Par des mémoires en défense, enregistrés les 10 janvier 2024, 2 mai 2025 et 30 mai 2025, le directeur départemental des finances publiques de la Seine-Saint-Denis conclut au rejet de la requête de M. B….
Il soutient que :
- s’agissant des conclusions d’assiette, la réclamation du 12 octobre 2021 est tardive ;
- l’autorité de la chose jugée peut être opposée à la requête de M. B…, qui a déjà introduit un contentieux d’assiette tendant à la décharge des mêmes impositions ;
- s’agissant des conclusions de recouvrement, la requête est irrecevable dès lors que, d’une part, la réclamation n’a pas été adressée au directeur départemental des finances publiques territorialement compétent et, d’autre part, M. B… ne cite pas l’acte de poursuites sur lequel il fonde sa contestation ;
- le moyen tiré de l’absence de titre exécutoire porte sur la régularité formelle de l’acte de poursuites, qui ne peut être examiné que par le juge de l’exécution ; la juridiction administrative est donc incompétente ;
- le jugement du tribunal de grande instance de Bobigny du 24 février 1998, confirmé par l’arrêt de la cour administrative de Paris du 29 septembre 1998, constitue un titre exécutoire, ainsi que l’a jugé le tribunal de grande instance de Bobigny le 21 novembre 2020 ;
- M. B… avait connaissance des montants mis à sa charge dès lors que la proposition de rectification afférente à la SARL GIE a été notifiée à son domicile, de même que les avis d’imposition.
Vu les autres pièces du dossier.
Vu :
- le code civil,
- le code général des impôts et le livre des procédures fiscales,
- le code de justice administrative.
Les parties ont été régulièrement averties du jour de l’audience.
Ont été entendus au cours de l’audience publique :
- le rapport de Mme Dupuy-Bardot, première conseillère,
- les conclusions de Mme Nguër, rapporteure publique,
- et les observations de Me Vezinhet, représentant M. B….
Considérant ce qui suit :
M. B… était le gérant de la SARL « B… Electricité industrielle » (GEI) qui, avant sa liquidation intervenue en 1997, a fait l’objet d’une vérification de comptabilité, à l’issue de laquelle elle a notamment été assujettie à des cotisations supplémentaires d’impôts sur les sociétés et à la pénalité de 80% prévue par l’article 1 729 au titre des exercices clos en 1991, 1992 et 1993, mises en recouvrement le 31 décembre 1997. Par un arrêt de la cour d’appel de Paris en date du 29 septembre 1998 confirmant un jugement du tribunal de grande instance de Bobigny, M. B… a été reconnu coupable de fraude fiscale et déclaré solidairement tenu, sur le fondement de l’article 1745 du code général des impôts, au paiement des droits éludés par cette société et des pénalités correspondantes.
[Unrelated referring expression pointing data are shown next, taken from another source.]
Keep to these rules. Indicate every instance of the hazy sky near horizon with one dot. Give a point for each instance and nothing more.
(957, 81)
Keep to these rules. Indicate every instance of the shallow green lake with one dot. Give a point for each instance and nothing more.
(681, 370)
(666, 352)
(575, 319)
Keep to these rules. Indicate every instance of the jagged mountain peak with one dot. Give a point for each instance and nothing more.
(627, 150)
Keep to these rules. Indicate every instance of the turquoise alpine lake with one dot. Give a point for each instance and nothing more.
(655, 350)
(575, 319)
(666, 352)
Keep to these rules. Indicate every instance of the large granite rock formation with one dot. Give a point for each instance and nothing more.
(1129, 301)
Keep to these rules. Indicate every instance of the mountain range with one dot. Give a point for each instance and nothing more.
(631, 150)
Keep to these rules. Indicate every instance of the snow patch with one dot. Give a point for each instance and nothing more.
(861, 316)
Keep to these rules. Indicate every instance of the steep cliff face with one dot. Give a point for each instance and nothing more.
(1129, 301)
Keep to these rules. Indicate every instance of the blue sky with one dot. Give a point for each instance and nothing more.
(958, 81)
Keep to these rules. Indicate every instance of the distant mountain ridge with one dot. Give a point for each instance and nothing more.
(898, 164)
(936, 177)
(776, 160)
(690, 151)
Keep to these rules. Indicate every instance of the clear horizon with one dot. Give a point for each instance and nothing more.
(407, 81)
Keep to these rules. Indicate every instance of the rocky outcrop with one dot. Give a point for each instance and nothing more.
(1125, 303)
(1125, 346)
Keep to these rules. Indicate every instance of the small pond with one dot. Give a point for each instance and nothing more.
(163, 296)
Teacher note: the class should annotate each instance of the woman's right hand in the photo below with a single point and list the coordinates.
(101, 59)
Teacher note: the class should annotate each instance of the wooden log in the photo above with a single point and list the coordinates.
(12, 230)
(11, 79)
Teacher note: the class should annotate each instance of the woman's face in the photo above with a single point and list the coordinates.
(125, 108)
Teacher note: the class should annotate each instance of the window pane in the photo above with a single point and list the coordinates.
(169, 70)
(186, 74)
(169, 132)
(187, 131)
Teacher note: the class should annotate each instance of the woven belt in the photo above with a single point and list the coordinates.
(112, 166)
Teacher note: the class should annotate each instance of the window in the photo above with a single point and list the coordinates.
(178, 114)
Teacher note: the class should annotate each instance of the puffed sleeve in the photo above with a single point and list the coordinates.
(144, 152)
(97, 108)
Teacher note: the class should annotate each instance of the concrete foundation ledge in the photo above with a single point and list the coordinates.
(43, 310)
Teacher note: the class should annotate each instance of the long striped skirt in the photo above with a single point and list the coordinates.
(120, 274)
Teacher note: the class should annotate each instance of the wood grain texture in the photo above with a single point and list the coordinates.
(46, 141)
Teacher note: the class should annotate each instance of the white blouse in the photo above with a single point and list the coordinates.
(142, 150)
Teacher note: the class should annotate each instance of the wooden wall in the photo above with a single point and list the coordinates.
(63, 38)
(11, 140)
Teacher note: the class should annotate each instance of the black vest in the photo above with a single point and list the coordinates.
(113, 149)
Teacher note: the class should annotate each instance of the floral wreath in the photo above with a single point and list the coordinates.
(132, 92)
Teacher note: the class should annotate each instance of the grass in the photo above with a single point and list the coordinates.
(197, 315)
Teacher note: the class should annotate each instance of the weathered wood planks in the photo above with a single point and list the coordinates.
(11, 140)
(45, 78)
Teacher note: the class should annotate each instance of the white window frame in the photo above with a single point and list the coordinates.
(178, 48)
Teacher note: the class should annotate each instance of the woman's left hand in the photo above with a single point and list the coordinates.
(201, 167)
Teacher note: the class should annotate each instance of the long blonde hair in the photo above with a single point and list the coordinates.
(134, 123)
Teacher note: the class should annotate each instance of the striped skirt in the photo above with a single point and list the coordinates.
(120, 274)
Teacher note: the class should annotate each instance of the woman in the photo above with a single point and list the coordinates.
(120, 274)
M. B… a présenté une réclamation contre ces impositions, que l’administration fiscale a soumise d’office au tribunal administratif de Cergy-Pontoise. M. B… a obtenu des dégrèvements partiels en cours d’instance, le tribunal de Cergy-Pontoise, par unjugement n° 009443 du 9 juillet 2009, puis la cour administrative d’appel de Versailles, par un arrêt n° 09VE03078 du 22 mars 2011, ayant rejeté le surplus de ses conclusions à fin de décharge. Par une décision du 25 juin 2014, le Conseil d’Etat a annulé l’arrêt du 22 mars 2011 de la cour administrative d’appel de Versailles puis, réglant l’affaire au fond, a rejeté la requête de M. B…. Le 10 août 2020, le SIP de Villepinte a émis une mise en demeure de payer à l’encontre de M. B…, pour un montant total de 1 279 356 euros, pour le recouvrement des cotisations supplémentaires d’impôt sur les sociétés auxquelles a été assujettie la SARL GEI au titre des exercices clos en 1991, 1992 et 1993 et des pénalités afférentes. Par la présente requête, M. B… demande au tribunal de prononcer la décharge de ces impositions.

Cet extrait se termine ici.